To distill the importance of the duration of individual immunity and vaccination on the epidemic trajectory and their relation to community immunity, we have formulated a simplified framework that incorporates these key components but omits other realistic factors. For example, by assuming a constant influx of infections, we have ignored more complex transmission dynamics. Yet, for certain parameter values, our framework captures the approximate time until herd immunity obtained through more realistic simulations with lifelong immunity [10]. Furthermore, we have omitted specific biological details, such as the natural deaths of immune individuals, in our analyses. Mortality of individuals that are immune only affects the effective rate of waning immunity in our framework. Indeed, if mortality is considered, the effective rate of waning immunity is the sum of the actual waning rate and the natural mortality rate. Thus, with natural deaths, the relations we derived would instead be for the death-adjusted length of immunity rather than purely for the average duration that a host is immune. As we have illustrated, our conceptual model can be further refined for specific applications and increased biological realism. Indeed, we also omit many other complexities, e.g. imperfect immunity [27,28], which are important areas for future work. Additionally, while we have incorporated vaccination into our framework, we have assumed that the herd immunity threshold is independent of both the relative level of vaccination to infection incidence and of the vaccination strategy. However, population heterogeneity can affect the infection herd immunity threshold [5-7], and the type of vaccination (random versus directed) in the presence of heterogeneity can alter the vaccination herd immunity threshold [5,8]. Incorporating these specific considerations into our framework of constant incidence would be valuable.

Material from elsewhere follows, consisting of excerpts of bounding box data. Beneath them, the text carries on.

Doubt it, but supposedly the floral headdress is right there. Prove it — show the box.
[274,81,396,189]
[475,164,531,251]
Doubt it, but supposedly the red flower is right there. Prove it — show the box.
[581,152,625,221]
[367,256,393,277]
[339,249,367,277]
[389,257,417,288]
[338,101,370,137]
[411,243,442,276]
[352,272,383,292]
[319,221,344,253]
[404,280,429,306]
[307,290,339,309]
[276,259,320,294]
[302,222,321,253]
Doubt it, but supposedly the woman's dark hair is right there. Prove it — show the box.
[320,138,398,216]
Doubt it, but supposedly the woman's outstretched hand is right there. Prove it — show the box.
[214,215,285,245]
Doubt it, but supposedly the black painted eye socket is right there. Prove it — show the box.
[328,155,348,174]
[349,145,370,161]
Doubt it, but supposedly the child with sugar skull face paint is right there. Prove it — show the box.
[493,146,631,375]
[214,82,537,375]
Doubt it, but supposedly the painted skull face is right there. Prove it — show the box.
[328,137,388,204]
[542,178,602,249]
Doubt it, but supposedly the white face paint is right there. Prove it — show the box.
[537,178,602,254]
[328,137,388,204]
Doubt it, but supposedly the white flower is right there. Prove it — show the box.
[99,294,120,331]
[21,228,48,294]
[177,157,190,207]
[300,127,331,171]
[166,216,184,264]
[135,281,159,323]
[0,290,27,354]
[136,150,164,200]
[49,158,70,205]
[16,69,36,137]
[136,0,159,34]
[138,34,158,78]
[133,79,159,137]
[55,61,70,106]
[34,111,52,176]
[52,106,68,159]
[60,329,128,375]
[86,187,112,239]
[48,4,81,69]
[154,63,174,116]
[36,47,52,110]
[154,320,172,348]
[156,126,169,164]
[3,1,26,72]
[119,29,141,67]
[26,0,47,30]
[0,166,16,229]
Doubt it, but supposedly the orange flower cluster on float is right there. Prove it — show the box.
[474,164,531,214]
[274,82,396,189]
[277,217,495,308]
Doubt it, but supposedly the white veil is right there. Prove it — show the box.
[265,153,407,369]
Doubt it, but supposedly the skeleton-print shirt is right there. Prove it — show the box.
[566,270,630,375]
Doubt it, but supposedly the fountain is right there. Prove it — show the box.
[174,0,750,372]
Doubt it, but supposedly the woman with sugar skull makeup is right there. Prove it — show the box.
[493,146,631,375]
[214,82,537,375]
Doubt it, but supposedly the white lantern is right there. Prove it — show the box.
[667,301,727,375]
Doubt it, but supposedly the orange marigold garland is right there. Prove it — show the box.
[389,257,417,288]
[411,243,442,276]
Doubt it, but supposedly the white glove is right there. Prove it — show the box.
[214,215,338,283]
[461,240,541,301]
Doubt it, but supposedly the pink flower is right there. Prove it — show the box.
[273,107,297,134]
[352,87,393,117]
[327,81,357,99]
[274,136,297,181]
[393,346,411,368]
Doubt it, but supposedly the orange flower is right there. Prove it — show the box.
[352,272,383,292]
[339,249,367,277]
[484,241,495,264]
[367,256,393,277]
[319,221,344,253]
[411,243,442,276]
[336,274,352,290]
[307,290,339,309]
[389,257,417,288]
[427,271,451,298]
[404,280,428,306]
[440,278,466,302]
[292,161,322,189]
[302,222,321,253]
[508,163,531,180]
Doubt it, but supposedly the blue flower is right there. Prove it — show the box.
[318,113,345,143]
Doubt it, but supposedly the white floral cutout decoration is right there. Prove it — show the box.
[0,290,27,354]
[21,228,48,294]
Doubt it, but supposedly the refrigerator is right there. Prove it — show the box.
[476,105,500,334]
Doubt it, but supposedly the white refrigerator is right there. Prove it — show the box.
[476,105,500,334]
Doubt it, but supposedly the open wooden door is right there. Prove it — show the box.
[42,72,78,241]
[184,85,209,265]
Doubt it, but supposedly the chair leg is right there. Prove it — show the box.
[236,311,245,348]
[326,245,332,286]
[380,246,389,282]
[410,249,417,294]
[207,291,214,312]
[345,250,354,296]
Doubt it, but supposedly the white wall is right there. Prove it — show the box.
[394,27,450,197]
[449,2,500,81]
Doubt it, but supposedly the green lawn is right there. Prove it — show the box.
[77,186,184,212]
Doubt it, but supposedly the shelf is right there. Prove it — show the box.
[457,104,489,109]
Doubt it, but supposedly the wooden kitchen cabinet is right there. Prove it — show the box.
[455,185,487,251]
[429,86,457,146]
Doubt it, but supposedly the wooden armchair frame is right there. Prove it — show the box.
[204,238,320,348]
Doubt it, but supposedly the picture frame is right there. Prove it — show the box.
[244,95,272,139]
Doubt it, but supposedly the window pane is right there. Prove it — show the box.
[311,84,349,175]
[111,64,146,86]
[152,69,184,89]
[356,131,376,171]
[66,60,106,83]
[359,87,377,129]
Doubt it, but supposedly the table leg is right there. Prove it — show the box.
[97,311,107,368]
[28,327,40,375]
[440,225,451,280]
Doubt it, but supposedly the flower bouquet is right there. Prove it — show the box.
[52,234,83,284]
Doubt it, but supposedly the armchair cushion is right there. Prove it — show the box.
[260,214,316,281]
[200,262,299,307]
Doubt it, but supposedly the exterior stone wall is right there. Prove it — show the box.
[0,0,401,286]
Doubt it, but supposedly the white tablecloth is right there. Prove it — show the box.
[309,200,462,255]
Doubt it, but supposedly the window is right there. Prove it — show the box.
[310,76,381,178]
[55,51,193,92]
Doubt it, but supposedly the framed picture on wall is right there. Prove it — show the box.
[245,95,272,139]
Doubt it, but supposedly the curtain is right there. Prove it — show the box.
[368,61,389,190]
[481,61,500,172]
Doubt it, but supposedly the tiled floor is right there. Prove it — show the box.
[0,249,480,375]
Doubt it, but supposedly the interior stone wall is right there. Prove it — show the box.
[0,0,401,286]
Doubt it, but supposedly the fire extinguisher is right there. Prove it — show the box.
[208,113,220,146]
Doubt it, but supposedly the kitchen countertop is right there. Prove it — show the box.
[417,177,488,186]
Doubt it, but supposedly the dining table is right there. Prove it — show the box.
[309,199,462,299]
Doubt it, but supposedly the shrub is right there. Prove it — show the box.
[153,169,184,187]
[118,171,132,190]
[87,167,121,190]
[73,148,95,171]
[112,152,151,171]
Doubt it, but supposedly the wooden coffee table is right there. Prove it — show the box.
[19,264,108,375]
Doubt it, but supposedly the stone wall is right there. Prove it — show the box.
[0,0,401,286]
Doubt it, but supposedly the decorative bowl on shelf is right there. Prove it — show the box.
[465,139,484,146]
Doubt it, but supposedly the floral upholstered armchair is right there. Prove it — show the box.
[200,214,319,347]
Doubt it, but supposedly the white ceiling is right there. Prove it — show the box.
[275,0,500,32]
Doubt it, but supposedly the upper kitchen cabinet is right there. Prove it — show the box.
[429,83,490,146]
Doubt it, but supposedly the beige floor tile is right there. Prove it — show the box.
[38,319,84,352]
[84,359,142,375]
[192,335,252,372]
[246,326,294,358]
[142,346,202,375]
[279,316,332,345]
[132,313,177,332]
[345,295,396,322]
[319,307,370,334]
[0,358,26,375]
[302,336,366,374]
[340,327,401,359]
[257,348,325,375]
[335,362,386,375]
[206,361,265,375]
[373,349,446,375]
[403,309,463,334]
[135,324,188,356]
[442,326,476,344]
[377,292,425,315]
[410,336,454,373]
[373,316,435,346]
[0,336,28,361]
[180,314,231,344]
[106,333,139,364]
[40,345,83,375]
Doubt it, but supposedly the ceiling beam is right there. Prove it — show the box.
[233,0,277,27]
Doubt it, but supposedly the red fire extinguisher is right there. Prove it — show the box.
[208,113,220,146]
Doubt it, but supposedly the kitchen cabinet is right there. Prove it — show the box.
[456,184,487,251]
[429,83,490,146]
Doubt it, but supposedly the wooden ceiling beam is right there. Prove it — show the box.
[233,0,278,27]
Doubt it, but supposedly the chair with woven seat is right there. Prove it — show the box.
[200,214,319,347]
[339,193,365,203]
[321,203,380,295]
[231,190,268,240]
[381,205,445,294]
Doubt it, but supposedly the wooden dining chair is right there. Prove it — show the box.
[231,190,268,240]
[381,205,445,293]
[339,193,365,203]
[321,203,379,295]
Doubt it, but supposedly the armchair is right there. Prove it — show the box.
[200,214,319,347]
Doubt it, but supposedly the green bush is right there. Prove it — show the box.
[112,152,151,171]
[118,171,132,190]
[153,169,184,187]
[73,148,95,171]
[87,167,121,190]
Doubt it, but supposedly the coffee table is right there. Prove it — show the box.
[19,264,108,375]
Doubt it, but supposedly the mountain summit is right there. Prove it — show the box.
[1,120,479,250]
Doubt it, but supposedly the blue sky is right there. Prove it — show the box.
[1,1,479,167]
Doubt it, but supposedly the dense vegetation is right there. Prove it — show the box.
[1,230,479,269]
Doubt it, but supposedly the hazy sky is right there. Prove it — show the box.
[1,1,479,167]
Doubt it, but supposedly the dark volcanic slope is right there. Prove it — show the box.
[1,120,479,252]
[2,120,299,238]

Overall, from a population perspective, our work underlines how the attainment of population protection is interconnected to the rate at which individuals are vaccinated in addition to the duration of individual immunity, whether natural or vaccinal. We also illustrate that our model can encompass other relevant biological factors. The inclusion of these factors gives conceptual characterizations of their impacts on the intuitive relations that tie vaccination, individual immunity and community immunity. Due to the centrality of individual immunity, it is important to quantify individuals immune against SARS-CoV-2, and it is crucial to determine the strength and duration of both vaccinal and natural immunity. Such a characterization could be achieved through serology [18]. While we emphasize the current COVID-19 pandemic, the analytical framework we developed is general and could be used with other pathogens against which a combination of vaccination and strong mitigation measures are applied.